Asked for an example, he pointed to WBA’s partnership with BlackLine, a provider of cloud-based finance and accounting services like account reconciliation, journal entry processing and accounts receivable automation.

“The name of the game for us is to bring in our third-party technology partners to provide the thought leadership and innovations we need for the shared services model to become ever more efficient and insightful, as they’re constantly creating new ways to do just that,” he said. “For example, BlackLine just announced enhancements to their intercompany management solution streamlining end-to-end intercompany operations. It’s now on our roadmap for future implementation.”

The Next Iterations

Much like BPO and shared services models, GBS centers themselves are evolving. “In some GBS centers, we’re seeing integrated multi-functional capabilities and higher-value services like RPA (robotic process automation), process mining, advanced analytics and digital twins,” said Heric. A digital twin is a virtual representation of a business process that serves as its real-time digital counterpart.

Given these sophisticated services, it is not uncommon, as Barani intimated, for a CIO and the GBS center leader to be joined at the hip. “IT and GBS increasingly are very tightly connected,” said Heric. “The history behind the GBS center was all about the shift to lower costs, but the reality is that with these benefits for the most part achieved, the future for GBS is digitizing data and automating processes on an enterprise basis. Who drives that?

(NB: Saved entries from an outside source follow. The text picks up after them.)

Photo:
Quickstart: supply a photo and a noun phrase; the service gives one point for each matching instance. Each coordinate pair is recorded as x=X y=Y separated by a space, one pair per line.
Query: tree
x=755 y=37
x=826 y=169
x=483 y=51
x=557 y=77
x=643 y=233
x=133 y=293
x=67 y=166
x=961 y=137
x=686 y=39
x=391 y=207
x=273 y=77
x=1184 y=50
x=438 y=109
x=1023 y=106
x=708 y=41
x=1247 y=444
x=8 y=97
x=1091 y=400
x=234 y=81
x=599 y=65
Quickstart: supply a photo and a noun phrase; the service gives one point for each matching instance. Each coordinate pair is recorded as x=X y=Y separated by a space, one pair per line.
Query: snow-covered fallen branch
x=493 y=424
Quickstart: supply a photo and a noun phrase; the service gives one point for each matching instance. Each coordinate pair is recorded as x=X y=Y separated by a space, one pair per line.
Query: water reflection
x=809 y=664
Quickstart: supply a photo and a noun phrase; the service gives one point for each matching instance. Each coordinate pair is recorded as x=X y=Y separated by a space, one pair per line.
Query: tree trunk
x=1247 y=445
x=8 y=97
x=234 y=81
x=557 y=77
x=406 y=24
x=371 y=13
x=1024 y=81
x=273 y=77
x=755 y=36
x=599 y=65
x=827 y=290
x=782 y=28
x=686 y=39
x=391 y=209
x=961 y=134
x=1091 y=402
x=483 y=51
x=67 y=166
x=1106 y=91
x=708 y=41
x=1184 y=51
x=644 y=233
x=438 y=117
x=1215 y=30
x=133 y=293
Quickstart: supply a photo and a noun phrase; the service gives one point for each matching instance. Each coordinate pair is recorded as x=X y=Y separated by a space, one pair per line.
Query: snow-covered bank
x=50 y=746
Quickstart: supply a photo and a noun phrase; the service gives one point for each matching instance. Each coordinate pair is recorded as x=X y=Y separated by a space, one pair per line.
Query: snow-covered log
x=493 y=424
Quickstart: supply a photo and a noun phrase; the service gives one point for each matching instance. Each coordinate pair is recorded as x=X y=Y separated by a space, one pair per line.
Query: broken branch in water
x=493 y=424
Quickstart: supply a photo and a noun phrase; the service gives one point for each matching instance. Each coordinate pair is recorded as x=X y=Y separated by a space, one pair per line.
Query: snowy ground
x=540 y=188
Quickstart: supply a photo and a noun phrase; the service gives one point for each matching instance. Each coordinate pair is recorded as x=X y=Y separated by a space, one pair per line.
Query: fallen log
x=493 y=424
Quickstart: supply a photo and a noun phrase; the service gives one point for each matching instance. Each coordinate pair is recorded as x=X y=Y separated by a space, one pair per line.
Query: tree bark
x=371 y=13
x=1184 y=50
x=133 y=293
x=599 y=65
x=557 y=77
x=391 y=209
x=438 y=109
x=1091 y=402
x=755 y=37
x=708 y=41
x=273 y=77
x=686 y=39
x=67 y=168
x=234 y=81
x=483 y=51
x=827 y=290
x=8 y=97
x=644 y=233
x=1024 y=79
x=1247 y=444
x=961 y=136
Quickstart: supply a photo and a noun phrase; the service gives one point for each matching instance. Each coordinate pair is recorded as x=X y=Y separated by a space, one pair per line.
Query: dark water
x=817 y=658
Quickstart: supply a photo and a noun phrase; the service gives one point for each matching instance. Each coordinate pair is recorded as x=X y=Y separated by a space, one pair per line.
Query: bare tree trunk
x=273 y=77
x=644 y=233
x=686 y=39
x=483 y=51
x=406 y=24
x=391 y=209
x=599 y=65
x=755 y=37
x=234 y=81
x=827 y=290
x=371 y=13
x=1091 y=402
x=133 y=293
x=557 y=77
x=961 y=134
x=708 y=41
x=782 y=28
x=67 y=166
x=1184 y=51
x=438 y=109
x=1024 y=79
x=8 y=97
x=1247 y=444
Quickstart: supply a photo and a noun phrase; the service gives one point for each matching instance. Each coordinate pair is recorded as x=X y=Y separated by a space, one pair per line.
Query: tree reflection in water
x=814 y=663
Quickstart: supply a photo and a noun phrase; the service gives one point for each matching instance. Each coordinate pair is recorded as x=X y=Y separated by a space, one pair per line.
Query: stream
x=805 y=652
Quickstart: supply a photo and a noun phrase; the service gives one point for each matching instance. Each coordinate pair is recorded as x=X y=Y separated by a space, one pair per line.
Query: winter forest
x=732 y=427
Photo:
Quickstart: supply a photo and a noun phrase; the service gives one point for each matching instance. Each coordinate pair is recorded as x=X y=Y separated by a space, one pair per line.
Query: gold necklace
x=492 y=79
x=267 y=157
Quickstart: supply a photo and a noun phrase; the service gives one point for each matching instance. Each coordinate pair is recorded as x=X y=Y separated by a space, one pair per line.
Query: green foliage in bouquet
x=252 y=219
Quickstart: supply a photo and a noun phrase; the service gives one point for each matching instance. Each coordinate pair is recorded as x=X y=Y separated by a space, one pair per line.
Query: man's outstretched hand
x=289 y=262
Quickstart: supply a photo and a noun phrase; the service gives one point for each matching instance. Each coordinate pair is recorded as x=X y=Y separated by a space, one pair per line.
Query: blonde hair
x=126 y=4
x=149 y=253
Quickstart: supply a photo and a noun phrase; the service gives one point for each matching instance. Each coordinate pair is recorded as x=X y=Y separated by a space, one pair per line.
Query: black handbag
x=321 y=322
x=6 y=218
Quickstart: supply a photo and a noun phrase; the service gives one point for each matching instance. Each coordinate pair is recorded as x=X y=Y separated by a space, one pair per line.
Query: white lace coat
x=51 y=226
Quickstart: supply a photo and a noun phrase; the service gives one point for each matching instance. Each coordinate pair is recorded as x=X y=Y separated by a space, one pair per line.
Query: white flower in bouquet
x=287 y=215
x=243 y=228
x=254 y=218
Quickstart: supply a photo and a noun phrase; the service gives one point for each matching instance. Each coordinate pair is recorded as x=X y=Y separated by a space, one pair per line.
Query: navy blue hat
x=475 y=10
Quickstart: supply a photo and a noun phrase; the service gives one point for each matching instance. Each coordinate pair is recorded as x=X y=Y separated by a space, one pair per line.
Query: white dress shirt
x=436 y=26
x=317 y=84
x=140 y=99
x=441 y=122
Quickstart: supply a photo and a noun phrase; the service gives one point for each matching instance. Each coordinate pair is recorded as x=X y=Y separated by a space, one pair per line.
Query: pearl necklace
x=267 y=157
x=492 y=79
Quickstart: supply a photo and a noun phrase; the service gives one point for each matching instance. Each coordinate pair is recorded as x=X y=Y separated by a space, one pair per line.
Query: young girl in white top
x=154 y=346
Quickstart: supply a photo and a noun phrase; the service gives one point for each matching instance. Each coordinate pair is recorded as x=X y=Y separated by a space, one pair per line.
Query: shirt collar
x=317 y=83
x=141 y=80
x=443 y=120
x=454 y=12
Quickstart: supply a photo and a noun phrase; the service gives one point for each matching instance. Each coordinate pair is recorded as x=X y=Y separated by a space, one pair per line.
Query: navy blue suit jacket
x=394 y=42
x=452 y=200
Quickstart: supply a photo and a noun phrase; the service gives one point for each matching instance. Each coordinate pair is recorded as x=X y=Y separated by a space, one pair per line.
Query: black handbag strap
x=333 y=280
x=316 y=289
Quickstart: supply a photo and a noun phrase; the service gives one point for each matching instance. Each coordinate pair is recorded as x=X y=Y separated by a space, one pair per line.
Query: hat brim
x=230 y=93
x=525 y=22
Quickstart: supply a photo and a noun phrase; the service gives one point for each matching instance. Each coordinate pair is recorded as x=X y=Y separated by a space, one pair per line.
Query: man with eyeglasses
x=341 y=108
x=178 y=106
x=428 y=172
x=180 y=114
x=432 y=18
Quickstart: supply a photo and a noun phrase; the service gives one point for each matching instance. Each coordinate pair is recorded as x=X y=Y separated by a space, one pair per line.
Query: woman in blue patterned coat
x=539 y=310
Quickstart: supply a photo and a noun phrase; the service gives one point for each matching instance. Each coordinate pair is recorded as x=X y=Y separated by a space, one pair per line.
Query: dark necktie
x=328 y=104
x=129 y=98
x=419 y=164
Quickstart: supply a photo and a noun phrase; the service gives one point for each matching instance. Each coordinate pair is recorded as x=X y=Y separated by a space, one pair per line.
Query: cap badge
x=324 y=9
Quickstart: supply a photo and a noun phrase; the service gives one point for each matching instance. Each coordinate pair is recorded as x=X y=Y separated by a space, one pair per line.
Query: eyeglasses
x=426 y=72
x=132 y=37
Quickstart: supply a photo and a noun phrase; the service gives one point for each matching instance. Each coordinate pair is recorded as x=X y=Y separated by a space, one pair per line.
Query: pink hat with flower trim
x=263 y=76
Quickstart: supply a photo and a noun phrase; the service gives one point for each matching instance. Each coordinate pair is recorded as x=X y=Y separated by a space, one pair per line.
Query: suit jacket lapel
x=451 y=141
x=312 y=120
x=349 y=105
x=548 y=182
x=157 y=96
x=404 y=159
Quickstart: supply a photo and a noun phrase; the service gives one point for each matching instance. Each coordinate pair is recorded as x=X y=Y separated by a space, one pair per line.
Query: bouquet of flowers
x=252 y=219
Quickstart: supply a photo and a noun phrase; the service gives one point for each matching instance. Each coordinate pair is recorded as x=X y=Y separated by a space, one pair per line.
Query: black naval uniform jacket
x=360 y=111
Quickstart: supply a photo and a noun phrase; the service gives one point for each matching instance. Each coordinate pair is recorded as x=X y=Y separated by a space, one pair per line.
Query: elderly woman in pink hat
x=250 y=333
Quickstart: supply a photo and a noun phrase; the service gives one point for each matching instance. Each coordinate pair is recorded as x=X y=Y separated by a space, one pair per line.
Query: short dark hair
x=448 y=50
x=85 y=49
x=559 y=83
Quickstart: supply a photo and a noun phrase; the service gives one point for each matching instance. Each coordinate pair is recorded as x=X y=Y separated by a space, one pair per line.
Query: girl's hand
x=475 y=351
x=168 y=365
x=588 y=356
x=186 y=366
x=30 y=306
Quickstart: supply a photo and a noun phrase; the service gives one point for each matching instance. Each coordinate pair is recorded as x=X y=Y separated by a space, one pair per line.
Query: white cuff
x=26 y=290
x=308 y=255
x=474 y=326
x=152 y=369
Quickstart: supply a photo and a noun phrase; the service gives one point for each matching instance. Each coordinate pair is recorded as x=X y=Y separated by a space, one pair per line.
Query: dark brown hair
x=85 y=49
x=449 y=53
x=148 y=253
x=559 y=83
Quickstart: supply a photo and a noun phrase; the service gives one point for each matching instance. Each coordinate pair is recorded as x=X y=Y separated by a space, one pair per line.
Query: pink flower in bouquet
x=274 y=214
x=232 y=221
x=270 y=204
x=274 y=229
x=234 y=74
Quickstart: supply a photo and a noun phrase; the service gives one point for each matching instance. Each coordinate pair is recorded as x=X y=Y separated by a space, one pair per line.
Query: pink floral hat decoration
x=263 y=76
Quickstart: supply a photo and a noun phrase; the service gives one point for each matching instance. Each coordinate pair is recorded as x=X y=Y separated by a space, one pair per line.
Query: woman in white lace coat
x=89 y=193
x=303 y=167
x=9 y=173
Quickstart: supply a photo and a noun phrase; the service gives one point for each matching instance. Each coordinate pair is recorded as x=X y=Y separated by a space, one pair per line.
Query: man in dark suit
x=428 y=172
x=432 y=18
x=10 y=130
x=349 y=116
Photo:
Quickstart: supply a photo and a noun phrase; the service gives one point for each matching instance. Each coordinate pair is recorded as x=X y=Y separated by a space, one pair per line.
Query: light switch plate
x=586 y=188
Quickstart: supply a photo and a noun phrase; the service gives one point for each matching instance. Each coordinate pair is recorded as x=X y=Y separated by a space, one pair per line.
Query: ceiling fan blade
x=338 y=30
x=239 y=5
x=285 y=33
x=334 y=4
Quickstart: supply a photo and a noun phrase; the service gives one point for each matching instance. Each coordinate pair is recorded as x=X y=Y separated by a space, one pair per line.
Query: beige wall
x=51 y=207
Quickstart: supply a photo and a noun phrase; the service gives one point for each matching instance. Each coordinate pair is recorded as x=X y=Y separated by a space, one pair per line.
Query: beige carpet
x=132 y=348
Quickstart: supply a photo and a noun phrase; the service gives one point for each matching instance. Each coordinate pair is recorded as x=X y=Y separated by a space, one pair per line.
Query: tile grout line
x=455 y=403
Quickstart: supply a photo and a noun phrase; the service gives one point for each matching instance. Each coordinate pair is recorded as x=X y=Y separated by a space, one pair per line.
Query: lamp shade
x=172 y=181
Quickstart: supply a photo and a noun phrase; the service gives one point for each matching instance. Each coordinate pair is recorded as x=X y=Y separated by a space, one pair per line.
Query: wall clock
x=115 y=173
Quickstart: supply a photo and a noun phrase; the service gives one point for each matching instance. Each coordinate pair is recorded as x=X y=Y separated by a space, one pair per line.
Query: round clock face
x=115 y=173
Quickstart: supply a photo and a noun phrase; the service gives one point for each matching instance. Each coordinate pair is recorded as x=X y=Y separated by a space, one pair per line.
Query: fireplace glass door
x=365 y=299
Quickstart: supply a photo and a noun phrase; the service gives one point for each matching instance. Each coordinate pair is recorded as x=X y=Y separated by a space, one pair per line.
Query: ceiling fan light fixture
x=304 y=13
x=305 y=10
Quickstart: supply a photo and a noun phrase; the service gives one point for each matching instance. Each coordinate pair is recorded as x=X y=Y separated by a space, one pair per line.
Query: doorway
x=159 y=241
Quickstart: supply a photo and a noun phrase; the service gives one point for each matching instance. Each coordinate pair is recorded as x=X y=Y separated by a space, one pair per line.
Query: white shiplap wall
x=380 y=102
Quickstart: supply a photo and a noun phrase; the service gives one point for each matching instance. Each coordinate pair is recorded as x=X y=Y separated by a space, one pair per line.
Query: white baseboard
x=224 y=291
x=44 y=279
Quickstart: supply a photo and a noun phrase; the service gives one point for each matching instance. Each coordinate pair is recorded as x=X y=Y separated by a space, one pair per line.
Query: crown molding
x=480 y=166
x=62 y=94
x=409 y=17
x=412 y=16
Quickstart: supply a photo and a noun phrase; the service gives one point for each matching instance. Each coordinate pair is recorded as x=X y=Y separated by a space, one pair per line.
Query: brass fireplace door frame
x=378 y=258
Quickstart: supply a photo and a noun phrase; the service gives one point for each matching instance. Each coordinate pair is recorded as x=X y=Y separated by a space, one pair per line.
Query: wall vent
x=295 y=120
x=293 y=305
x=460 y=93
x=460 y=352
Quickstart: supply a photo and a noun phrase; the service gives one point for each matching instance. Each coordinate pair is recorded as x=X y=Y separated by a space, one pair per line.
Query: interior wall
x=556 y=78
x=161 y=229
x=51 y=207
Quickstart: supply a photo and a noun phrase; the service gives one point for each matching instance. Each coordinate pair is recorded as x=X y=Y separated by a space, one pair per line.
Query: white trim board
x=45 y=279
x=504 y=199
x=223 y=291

The CIO.”

This symbiotic relationship is evident in the career path for some GBS leaders. “We’re beginning to see situations where the head of shared services becomes the CIO or CTO, a bigger and more effective business executive,” said Silver.

As a GBS center becomes more of a strategic organization-within-an-organization, the talent needs are migrating toward people who not only mine, cleanse and process data, they are also equipped to squeeze out discerning insights from the data. “Thanks to automated technology solutions, manual processing is becoming much less, well, manual,” said Silver. “We’re seeing investments in upskilling people to use advanced analytics, RPA and other sophisticated tools.”

“Aside from this technical competence, staff also are being trained in problem-solving and communications to explain the insights they’ve gleaned in story-telling form to improve a function,” he added. “Exciting career paths are now at hand, with some GBS centers rotating people out to the business units.”

Heric concurred. “The people who come to work at a GBS center want to engage in higher value work. As more of the work they do is digitized and automated, they now have the opportunity to do some really interesting things. That’s good for another reason, since many GBS centers have endured high attrition rates,” he said, adding that manual work still occurs, “but it is becoming less and less.”

As for the professionals in business functions at companies with a GBS center or a shared services unit, they are now liberated to focus their efforts almost exclusively on the business and the company’s strategic vision.

“A finance person didn’t go to business school to spend 80 percent of their time manually collecting data, cleansing it and putting it into reports, yet that is what the average finance person is still doing, with only 20 percent spent generating business insights,” said Heric. “When you take that 80 percent and put it in a GBS, people work on the things they were trained to do and have passion for, which is where they should be spending their time.”